=========================================================================== updates 2/20/2021:
I just look into the problem and found the problem is in the second file, Sex is originally coded as "F" and "M". When I change it with:
subject.info[subject.info$Sex=='F',]$Sex=1
subject.info[subject.info$Sex=='M',]$Sex=2
the weird thing is R directly changed 1 to "1". And what even more weird is it looks like numeric values when you print it.
My question is why this happens, not how to convert the type of values in a data.frame. I don't understand why someone insists it is a duplicated question, even though similar answers can solve the problem.
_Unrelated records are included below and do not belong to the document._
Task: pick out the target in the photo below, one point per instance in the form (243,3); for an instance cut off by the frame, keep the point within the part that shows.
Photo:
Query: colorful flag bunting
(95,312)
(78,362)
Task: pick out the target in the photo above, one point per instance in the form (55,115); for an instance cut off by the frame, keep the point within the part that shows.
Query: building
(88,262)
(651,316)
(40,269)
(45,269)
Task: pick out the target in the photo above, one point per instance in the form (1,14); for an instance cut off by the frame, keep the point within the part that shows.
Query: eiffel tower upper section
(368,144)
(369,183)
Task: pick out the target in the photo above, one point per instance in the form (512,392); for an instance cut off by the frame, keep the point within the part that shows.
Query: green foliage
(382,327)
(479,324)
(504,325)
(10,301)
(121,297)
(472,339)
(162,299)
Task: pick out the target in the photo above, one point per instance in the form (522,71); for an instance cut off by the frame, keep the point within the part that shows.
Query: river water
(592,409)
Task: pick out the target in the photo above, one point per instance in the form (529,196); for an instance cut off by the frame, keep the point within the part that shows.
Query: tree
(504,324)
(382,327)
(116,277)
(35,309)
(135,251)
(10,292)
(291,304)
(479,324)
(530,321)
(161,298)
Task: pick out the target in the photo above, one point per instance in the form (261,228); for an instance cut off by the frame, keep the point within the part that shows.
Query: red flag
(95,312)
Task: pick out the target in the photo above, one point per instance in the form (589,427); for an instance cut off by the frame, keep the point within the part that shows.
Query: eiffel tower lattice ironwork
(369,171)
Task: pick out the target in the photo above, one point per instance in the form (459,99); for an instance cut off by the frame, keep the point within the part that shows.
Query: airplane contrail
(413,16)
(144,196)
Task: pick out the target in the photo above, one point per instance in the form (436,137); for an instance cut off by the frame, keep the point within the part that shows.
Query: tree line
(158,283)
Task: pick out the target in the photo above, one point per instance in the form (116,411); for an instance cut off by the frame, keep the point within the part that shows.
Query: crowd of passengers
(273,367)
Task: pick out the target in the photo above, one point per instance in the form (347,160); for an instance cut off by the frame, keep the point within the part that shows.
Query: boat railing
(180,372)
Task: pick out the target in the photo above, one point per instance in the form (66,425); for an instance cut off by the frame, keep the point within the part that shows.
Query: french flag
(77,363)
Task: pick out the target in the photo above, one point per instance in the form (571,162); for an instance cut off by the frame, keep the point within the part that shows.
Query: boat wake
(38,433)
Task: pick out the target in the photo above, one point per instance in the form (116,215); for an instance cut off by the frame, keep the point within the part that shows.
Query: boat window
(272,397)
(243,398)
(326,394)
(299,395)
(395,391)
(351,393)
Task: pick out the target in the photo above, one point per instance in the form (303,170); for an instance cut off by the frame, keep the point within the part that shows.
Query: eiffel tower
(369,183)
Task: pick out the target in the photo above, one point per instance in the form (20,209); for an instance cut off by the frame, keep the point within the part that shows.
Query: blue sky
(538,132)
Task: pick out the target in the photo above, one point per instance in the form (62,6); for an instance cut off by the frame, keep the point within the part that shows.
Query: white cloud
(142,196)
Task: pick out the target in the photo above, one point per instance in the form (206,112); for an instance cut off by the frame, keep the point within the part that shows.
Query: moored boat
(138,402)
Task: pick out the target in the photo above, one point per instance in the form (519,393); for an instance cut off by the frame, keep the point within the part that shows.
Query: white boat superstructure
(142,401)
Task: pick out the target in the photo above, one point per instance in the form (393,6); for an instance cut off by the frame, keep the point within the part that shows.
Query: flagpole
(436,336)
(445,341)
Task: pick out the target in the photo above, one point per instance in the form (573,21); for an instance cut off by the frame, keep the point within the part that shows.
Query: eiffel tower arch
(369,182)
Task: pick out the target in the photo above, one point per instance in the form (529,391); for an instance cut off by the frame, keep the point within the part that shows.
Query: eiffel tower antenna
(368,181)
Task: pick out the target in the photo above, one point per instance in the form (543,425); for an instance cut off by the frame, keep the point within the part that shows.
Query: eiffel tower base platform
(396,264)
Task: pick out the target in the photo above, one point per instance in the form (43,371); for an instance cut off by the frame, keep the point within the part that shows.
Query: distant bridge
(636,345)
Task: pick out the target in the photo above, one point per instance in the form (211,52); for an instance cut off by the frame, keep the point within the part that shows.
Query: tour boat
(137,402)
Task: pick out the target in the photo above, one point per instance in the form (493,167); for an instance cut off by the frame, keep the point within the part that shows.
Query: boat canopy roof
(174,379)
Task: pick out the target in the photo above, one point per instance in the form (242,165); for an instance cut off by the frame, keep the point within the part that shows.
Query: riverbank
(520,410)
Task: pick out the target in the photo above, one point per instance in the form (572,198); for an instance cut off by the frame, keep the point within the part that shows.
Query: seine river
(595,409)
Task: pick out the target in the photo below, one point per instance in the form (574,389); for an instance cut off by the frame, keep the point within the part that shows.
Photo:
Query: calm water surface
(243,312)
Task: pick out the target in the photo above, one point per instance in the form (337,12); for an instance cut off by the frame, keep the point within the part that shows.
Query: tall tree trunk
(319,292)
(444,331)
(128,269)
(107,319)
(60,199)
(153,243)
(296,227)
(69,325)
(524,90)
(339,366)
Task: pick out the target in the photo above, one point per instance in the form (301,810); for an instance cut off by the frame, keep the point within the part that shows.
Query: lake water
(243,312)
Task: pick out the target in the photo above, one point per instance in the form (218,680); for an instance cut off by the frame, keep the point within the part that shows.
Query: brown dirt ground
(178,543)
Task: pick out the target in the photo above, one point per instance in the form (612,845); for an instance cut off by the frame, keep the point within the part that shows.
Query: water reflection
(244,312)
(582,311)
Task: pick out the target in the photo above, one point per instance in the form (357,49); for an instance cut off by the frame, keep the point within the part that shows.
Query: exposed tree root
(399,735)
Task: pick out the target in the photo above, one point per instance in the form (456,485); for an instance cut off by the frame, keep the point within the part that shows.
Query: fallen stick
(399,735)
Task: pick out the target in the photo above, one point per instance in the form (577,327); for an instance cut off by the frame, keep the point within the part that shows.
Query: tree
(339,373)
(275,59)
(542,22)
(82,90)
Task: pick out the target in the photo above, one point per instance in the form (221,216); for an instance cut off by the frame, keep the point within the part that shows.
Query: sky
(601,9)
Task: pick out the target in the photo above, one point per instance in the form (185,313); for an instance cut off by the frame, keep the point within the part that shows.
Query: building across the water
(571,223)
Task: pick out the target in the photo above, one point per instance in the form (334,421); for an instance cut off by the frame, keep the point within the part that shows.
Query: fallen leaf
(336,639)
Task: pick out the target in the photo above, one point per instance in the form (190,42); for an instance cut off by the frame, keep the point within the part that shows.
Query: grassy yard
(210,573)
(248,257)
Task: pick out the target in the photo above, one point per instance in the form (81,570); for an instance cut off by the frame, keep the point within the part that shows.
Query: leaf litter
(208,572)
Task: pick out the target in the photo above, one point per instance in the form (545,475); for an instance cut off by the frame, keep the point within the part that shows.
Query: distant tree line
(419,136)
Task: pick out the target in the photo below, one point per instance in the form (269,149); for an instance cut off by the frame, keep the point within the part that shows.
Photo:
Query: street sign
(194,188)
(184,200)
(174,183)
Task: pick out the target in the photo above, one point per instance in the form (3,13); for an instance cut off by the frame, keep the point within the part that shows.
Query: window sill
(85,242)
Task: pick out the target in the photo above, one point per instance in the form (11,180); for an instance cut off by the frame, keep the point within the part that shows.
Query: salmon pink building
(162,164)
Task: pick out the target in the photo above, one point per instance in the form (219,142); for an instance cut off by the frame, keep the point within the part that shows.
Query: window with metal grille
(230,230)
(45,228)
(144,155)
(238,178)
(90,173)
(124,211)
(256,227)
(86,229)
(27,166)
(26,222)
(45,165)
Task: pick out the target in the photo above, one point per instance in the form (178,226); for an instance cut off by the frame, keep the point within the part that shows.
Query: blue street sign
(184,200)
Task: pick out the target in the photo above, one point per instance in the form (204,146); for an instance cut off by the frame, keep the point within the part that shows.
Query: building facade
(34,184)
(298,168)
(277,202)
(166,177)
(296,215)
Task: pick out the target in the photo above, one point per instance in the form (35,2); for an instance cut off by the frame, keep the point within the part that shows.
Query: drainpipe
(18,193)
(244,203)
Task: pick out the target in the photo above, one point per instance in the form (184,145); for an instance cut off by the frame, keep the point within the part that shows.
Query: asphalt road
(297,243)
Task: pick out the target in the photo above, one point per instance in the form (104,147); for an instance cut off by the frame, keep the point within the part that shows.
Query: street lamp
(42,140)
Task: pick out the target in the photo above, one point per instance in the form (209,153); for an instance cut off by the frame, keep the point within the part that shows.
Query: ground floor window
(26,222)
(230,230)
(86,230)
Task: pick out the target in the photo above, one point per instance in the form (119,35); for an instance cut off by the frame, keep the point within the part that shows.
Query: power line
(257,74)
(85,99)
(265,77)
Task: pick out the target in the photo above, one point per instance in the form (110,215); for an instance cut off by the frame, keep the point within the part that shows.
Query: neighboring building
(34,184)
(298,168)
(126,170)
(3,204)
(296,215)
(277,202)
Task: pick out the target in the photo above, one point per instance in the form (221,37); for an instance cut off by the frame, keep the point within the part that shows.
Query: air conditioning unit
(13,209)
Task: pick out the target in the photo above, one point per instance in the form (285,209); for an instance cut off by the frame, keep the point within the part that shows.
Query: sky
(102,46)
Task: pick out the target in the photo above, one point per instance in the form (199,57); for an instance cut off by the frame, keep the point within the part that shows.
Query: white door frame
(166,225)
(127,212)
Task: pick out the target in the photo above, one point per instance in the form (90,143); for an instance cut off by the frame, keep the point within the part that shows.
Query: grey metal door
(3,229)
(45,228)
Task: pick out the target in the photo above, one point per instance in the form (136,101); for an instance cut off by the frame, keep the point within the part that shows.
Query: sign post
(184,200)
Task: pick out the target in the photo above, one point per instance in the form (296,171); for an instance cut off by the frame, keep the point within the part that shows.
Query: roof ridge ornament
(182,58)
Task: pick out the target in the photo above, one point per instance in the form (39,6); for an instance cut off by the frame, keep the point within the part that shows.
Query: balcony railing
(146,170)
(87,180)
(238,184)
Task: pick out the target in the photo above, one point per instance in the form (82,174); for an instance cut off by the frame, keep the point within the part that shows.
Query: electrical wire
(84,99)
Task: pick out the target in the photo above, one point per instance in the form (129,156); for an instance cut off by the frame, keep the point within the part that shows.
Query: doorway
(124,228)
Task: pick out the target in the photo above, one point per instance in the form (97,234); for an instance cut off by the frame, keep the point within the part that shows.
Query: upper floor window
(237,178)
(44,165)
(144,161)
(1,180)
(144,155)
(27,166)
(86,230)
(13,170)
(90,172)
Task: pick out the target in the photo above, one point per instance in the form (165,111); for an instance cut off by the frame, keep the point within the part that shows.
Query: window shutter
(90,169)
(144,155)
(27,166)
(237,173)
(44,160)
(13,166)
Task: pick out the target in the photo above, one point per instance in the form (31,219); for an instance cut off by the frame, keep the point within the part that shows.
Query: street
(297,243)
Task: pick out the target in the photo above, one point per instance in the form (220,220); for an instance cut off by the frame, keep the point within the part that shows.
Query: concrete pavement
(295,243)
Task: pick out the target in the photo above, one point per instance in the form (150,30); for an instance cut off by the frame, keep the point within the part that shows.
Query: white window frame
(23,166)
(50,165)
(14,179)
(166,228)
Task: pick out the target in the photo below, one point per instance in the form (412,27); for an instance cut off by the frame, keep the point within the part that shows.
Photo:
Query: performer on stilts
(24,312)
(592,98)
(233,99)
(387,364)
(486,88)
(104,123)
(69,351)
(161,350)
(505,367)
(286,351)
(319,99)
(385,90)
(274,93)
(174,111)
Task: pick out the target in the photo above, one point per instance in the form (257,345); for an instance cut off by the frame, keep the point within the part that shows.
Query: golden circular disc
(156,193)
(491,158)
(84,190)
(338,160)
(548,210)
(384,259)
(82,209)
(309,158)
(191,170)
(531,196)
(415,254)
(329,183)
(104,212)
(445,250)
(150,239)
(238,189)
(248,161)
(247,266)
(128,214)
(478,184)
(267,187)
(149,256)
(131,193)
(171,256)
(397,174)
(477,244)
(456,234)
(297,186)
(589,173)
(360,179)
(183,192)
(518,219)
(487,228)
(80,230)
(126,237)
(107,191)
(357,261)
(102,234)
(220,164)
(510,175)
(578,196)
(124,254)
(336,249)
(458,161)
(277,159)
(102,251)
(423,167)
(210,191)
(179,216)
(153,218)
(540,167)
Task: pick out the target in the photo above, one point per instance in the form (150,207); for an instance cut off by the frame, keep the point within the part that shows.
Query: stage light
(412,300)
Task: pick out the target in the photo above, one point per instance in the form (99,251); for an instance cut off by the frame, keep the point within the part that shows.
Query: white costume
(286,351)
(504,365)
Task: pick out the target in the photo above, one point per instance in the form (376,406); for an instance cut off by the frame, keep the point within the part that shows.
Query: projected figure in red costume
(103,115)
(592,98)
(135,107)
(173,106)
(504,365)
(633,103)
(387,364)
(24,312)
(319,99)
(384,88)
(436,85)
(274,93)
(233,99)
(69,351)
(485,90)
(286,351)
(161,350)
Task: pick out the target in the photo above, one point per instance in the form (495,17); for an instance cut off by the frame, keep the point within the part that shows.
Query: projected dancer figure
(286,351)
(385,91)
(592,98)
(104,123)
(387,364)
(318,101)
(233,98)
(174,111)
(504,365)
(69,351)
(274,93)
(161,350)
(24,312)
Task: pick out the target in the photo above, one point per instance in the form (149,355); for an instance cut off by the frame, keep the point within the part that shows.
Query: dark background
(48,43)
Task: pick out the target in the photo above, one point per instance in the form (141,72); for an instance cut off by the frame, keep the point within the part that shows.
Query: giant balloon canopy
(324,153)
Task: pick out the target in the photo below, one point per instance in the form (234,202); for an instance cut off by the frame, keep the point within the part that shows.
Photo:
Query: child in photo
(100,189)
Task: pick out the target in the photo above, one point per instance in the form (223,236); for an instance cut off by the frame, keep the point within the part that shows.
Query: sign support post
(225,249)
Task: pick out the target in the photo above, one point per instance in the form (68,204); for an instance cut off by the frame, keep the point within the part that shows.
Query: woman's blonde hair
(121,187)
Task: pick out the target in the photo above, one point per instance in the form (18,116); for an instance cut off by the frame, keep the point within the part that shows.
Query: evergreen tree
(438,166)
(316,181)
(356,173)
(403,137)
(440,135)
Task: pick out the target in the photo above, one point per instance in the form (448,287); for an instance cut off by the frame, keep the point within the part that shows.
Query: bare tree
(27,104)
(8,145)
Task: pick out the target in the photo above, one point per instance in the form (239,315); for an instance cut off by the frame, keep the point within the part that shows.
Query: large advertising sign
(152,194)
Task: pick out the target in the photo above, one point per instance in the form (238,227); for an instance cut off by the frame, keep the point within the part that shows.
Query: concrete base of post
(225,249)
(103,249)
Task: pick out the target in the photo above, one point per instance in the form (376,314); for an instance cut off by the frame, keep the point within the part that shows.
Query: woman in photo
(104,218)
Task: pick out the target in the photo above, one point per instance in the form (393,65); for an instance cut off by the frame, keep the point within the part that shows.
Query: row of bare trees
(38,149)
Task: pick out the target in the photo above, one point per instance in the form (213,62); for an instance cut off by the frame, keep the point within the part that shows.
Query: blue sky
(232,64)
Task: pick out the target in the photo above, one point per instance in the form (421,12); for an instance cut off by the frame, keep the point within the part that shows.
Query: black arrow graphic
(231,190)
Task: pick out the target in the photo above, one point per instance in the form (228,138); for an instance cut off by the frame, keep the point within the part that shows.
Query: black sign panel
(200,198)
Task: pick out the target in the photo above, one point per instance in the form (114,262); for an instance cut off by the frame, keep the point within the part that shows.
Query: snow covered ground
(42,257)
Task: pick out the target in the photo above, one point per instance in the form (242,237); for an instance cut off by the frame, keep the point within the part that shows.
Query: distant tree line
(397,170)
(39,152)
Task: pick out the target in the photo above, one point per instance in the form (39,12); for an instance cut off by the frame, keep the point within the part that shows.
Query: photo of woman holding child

================================================================================= I have two text files. One file is .txt and the other is .csv. The .csv file has one additional column (with NA values). All the others are the same. When I read those files with the commands:
subject.info = read.table(paste(data_dir, "outd01_all_subject_info.txt", sep = slash), header=TRUE)
subject.info = read.csv("data_d01_features/outd01_all_subject_info2.txt", sep = ',', header=TRUE, stringsAsFactors = F)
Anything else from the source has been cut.